Hey thanks in advance I have a 2002 and having starting issues yesterday I drove about 130 miles parked it last night it it was 50 below zero with wind chill went out to start it today and it would start but die with in 15-20 seconds it would show the red triangle and would not restart if I took the positive power cable off the 12 volt battery and hook it back up it would start then die I threw a tarp over the car and put a heater on it for a hour started and ran but had the red triangle on the dash no other warning lights no codes parked it in the shop and left it went back out a little bit ago tried starting it it started and died with the red triangle on the dash tried starting it and shifted it into neutral and it stayed running but it did not show that I was in neutral and the headlights tail lights and dash lights looked like a strobe light flashing can anyone help thanks
also if u shift back to park it stays in neutral and rolls it will not shift to drive or reverse and the screen on the dash will not turn on thanks again
Screw wind chill, it isn't relevant because your car doesn't have bare human skin. What was the thermometer temperature? For the rest, I can't parse a single sentence that long.
And you REALLY are having trouble figuring out what the problem might be ??? It might be: A 16 year old car, with 270,000 miles and a 16 year old battery.......at -30 F. How long have you lived in Minnesota exactly ? Auto parts stores sell a LOT of batteries every year about this time.
It definitely need replacing! It sounds like the computers in the car got confused! You do not want to get stranded or in a place where the car will not engage the parking pawl but needs to.
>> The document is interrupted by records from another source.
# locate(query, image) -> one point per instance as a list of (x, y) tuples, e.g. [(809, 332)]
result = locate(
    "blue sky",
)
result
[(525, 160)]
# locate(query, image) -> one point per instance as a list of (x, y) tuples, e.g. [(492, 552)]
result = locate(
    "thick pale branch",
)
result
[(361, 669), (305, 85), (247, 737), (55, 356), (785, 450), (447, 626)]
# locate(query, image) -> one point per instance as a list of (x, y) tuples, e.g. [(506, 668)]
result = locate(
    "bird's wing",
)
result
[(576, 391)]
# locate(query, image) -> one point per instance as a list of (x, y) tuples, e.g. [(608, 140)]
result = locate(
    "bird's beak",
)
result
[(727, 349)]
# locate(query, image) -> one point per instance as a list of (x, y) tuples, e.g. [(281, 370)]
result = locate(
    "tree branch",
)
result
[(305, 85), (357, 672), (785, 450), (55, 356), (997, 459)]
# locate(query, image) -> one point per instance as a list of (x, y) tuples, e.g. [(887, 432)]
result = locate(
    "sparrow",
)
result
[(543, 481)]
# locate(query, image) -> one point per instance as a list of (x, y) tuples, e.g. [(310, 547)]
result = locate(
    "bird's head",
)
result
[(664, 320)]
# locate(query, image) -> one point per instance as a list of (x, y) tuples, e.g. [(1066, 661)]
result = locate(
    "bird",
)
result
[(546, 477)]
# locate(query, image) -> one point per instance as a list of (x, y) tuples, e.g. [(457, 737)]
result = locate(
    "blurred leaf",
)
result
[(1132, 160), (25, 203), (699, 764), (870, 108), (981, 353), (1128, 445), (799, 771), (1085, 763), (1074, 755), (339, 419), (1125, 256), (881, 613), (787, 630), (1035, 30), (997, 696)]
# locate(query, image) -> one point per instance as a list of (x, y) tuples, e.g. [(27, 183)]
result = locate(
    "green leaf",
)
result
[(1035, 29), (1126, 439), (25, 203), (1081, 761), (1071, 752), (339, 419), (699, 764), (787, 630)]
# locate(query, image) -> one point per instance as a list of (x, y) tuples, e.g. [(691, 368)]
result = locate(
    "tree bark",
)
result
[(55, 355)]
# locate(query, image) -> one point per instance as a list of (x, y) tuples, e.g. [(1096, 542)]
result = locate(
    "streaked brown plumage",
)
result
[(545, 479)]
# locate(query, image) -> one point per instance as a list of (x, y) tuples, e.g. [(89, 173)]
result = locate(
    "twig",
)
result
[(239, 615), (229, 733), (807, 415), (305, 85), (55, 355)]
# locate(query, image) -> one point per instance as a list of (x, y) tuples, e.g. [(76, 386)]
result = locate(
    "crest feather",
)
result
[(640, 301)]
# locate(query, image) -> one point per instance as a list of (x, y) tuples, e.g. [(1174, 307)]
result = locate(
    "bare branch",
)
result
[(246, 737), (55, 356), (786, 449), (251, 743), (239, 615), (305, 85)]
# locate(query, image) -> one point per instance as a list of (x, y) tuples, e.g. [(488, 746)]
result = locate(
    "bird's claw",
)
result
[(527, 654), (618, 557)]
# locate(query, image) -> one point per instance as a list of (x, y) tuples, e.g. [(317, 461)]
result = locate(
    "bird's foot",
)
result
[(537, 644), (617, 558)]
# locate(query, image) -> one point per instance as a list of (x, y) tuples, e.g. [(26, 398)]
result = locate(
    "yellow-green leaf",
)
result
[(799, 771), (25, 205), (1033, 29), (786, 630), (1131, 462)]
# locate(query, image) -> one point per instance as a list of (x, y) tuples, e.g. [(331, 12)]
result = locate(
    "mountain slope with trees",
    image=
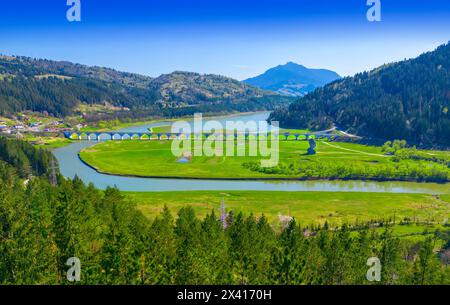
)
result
[(59, 87), (405, 100), (43, 225)]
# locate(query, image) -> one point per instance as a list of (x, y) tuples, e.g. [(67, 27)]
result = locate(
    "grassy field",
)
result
[(307, 207), (155, 159), (47, 142)]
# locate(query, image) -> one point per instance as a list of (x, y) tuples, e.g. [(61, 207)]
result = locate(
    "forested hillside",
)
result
[(406, 100), (42, 226), (58, 87)]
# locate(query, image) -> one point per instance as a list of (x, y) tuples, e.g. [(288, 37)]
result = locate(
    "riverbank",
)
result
[(337, 161)]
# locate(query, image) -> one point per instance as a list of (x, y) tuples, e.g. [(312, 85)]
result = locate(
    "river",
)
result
[(71, 166)]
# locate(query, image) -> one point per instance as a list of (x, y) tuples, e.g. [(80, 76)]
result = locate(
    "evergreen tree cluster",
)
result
[(42, 226), (25, 158)]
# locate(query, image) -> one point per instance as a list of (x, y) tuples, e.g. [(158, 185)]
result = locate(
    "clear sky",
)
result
[(237, 38)]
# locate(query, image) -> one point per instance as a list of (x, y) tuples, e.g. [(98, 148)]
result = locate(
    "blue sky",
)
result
[(229, 37)]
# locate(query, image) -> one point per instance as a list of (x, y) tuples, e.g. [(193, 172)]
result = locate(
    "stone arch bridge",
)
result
[(99, 136)]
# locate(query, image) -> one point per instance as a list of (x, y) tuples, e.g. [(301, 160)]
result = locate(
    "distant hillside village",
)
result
[(35, 124)]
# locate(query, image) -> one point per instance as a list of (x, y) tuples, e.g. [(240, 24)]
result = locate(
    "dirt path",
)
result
[(352, 150)]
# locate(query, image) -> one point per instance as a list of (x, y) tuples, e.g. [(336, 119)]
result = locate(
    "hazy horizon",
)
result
[(230, 38)]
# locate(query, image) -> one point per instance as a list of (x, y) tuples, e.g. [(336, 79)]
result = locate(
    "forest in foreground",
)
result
[(44, 222)]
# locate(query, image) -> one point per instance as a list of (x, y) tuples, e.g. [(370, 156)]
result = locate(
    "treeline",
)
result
[(406, 100), (26, 159), (419, 170), (42, 226), (58, 87)]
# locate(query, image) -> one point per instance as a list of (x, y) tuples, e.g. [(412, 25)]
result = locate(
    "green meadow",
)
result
[(307, 208), (155, 159)]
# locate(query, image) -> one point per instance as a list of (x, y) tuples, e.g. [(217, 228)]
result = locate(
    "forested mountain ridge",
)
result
[(405, 100), (293, 79), (58, 87)]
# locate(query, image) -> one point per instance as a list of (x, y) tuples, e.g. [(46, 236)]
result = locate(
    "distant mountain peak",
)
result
[(293, 79)]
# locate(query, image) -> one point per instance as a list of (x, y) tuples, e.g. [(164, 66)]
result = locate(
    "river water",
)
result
[(71, 166)]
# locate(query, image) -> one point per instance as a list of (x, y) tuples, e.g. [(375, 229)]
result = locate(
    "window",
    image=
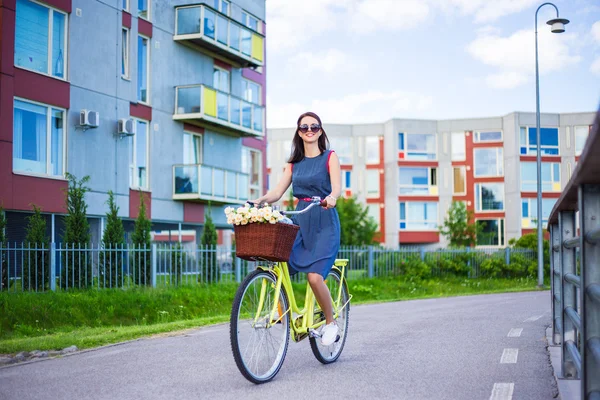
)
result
[(459, 181), (144, 9), (143, 69), (550, 177), (418, 181), (418, 216), (548, 145), (372, 150), (252, 165), (372, 183), (222, 6), (489, 197), (489, 162), (138, 156), (192, 148), (41, 39), (529, 212), (413, 146), (458, 146), (343, 148), (487, 136), (125, 53), (373, 212), (38, 139), (251, 91), (347, 180), (250, 21), (491, 232), (581, 134)]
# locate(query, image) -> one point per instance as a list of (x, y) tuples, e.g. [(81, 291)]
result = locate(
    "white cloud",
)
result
[(372, 106), (596, 31), (595, 67), (514, 55)]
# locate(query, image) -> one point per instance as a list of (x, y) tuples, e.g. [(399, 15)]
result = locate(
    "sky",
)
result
[(368, 61)]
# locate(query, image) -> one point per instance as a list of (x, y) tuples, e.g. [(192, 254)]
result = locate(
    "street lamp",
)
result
[(557, 26)]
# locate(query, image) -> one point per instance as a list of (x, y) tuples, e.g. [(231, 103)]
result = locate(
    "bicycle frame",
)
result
[(306, 314)]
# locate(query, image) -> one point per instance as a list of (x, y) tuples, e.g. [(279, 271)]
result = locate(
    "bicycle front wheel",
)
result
[(341, 305), (259, 340)]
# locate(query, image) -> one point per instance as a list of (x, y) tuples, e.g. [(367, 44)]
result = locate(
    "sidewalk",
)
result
[(569, 389)]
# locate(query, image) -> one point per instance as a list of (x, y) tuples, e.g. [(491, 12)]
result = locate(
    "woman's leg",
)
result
[(322, 295)]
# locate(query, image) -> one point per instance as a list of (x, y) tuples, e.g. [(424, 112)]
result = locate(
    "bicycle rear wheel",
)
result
[(259, 344), (329, 354)]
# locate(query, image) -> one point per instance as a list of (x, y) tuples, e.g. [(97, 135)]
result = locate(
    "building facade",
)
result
[(153, 98), (408, 172)]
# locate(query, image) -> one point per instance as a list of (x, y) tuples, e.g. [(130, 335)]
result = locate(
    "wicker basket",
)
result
[(261, 241)]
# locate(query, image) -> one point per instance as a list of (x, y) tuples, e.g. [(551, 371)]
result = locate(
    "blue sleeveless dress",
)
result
[(318, 239)]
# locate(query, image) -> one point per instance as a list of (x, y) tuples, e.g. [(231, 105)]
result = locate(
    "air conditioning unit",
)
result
[(126, 127), (90, 119)]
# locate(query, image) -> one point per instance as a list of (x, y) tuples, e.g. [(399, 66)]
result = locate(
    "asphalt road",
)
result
[(451, 348)]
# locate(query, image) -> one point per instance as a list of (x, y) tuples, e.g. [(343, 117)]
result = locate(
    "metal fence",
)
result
[(58, 267), (575, 270)]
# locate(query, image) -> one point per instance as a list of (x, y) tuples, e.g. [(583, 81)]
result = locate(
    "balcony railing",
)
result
[(575, 275), (208, 29), (195, 103), (204, 183)]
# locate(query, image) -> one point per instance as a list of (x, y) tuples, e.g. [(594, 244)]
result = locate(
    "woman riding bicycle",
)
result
[(313, 170)]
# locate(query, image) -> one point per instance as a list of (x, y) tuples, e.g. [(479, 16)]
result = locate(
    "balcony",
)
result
[(202, 183), (203, 27), (201, 105)]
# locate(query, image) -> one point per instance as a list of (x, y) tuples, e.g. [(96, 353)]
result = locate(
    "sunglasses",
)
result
[(314, 128)]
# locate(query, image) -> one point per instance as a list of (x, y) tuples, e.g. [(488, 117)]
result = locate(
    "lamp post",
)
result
[(557, 26)]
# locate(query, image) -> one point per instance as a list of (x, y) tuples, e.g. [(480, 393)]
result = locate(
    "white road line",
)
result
[(515, 332), (531, 319), (509, 356), (502, 391)]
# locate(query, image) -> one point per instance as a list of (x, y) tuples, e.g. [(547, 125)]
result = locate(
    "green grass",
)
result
[(91, 318)]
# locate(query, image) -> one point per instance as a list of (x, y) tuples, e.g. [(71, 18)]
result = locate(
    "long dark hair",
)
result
[(298, 144)]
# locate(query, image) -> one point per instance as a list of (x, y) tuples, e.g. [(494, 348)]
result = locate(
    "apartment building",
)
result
[(408, 172), (163, 98)]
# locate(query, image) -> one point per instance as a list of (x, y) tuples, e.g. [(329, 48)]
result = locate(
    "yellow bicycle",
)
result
[(265, 314)]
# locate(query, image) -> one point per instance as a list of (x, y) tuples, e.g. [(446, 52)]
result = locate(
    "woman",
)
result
[(313, 170)]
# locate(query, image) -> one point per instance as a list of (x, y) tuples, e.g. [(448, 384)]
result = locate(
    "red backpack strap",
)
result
[(328, 157)]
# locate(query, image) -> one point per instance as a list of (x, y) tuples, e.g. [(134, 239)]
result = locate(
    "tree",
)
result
[(459, 226), (113, 240), (209, 243), (77, 268), (141, 242), (357, 226), (3, 254), (36, 264)]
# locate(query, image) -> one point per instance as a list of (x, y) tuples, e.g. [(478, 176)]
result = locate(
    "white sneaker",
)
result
[(329, 334)]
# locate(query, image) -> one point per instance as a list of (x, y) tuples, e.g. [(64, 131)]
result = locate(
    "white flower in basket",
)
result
[(247, 215)]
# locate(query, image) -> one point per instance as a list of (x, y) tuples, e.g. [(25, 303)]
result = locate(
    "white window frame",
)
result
[(375, 179), (501, 235), (425, 229), (478, 187), (542, 147), (148, 83), (499, 162), (406, 151), (552, 177), (463, 170), (464, 146), (126, 53), (133, 167), (48, 140), (50, 41), (430, 183), (477, 136), (245, 84)]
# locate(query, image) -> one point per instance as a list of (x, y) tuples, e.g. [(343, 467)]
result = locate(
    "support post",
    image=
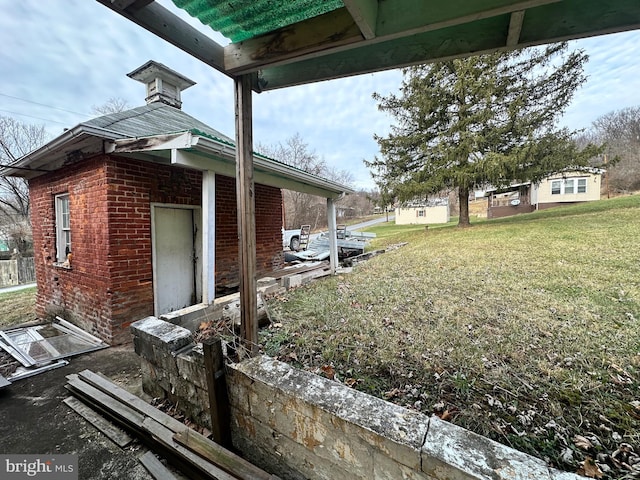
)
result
[(246, 214), (208, 236), (333, 241), (217, 386)]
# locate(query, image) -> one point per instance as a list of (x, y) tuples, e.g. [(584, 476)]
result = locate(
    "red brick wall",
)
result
[(110, 282), (269, 255)]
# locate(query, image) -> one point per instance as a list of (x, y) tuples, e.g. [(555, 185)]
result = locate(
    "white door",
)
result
[(174, 273)]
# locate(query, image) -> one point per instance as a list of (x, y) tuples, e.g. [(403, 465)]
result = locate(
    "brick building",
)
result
[(134, 213)]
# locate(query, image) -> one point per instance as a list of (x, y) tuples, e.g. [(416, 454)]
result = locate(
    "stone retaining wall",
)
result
[(299, 425)]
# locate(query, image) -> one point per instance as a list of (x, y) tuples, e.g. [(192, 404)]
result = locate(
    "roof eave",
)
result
[(30, 165)]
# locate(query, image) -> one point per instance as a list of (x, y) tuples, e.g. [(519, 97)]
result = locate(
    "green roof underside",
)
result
[(281, 43), (240, 20)]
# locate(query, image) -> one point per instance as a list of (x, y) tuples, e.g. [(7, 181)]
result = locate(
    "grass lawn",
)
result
[(18, 307), (524, 329)]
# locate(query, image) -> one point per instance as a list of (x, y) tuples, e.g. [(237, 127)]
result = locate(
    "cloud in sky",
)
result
[(64, 56)]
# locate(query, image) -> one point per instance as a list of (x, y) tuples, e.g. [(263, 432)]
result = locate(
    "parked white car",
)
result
[(291, 239)]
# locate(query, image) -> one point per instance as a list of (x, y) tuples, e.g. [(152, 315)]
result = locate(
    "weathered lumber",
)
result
[(114, 433), (217, 387), (161, 431), (155, 467), (164, 437), (129, 399), (295, 270), (214, 453), (106, 403)]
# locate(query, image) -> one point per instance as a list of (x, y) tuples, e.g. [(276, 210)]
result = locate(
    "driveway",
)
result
[(36, 421)]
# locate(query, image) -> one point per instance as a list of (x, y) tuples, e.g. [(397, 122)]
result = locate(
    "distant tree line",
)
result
[(303, 208)]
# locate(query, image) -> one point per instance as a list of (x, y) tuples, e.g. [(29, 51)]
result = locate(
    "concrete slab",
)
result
[(36, 421)]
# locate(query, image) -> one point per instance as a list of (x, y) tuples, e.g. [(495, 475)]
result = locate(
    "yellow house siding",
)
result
[(422, 215)]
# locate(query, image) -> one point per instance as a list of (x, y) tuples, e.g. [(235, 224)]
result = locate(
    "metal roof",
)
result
[(280, 43), (153, 119), (240, 20), (155, 132)]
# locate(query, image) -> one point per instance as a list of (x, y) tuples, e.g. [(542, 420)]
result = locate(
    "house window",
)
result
[(569, 186), (582, 185), (63, 228)]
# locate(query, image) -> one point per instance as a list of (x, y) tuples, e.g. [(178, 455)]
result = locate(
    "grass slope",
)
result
[(523, 329), (17, 307)]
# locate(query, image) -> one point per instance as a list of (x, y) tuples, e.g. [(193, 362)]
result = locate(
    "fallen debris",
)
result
[(155, 467), (27, 351), (194, 454)]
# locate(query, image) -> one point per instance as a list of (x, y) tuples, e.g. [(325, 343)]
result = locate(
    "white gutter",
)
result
[(208, 145)]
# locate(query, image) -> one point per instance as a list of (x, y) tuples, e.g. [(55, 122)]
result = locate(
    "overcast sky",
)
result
[(58, 58)]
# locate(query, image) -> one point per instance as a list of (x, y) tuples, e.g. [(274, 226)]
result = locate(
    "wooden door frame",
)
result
[(197, 223)]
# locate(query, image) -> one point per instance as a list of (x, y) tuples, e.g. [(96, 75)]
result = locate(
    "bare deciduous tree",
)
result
[(113, 105), (16, 139), (620, 130), (303, 208)]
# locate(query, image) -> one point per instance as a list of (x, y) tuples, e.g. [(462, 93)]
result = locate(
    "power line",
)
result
[(43, 104), (31, 116)]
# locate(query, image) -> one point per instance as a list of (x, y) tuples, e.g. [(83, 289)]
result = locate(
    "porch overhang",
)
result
[(314, 41), (199, 152)]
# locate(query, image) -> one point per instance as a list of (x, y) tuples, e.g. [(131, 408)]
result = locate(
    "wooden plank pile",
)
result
[(192, 453)]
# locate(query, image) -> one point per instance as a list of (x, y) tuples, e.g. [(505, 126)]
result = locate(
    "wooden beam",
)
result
[(365, 14), (160, 21), (114, 433), (246, 214), (330, 30), (447, 43), (333, 239), (401, 18), (208, 236), (217, 387), (155, 467), (217, 455), (480, 36), (326, 34), (515, 27)]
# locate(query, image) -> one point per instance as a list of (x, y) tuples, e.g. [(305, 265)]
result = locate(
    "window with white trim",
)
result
[(568, 186), (63, 228), (582, 185)]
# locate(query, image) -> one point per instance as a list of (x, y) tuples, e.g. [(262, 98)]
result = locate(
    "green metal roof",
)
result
[(240, 20), (281, 43)]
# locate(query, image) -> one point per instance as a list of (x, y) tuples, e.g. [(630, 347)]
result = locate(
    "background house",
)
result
[(563, 188), (134, 213), (422, 213)]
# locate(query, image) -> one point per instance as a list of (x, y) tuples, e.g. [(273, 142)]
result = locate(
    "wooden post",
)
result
[(333, 241), (217, 386), (208, 236), (246, 214)]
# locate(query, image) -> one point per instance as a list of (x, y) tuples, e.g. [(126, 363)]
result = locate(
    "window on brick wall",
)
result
[(63, 227)]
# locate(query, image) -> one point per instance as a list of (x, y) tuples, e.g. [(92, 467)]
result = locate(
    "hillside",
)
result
[(524, 329)]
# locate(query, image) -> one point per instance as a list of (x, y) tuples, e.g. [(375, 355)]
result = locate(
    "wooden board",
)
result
[(129, 399), (158, 429), (155, 467), (114, 433), (218, 455), (164, 436)]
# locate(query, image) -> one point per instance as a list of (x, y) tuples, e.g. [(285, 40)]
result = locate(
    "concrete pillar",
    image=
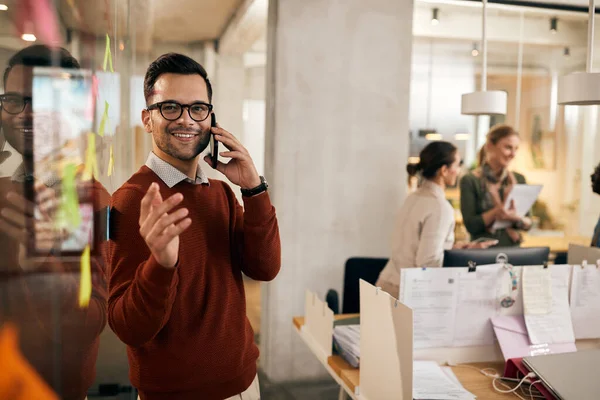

Nature is trying to tell you something: Don't drive your car in minus 30 degree weather!!! Tires get hard, batteries freeze, your coolant in your radiators can even freeze. And oil gets thicker. Moisture in the gas freezes. And you can die if you get stuck somewhere. It will warm up later this week (like tomorrow) and your problems may go away.
I'm fairly confident that his 12V battery was not 16 years old. Automotive equipment has long been intended to operate at -40F. And many many folks in Alaska, Canada, and Montana-NorthDakota-Minnesnowta-Wisconsin have long proved it workable. Sure, you can die of something goes wrong and you are unprepared. Just as it can when unprepared in +110F weather. Or even at normal room temperature.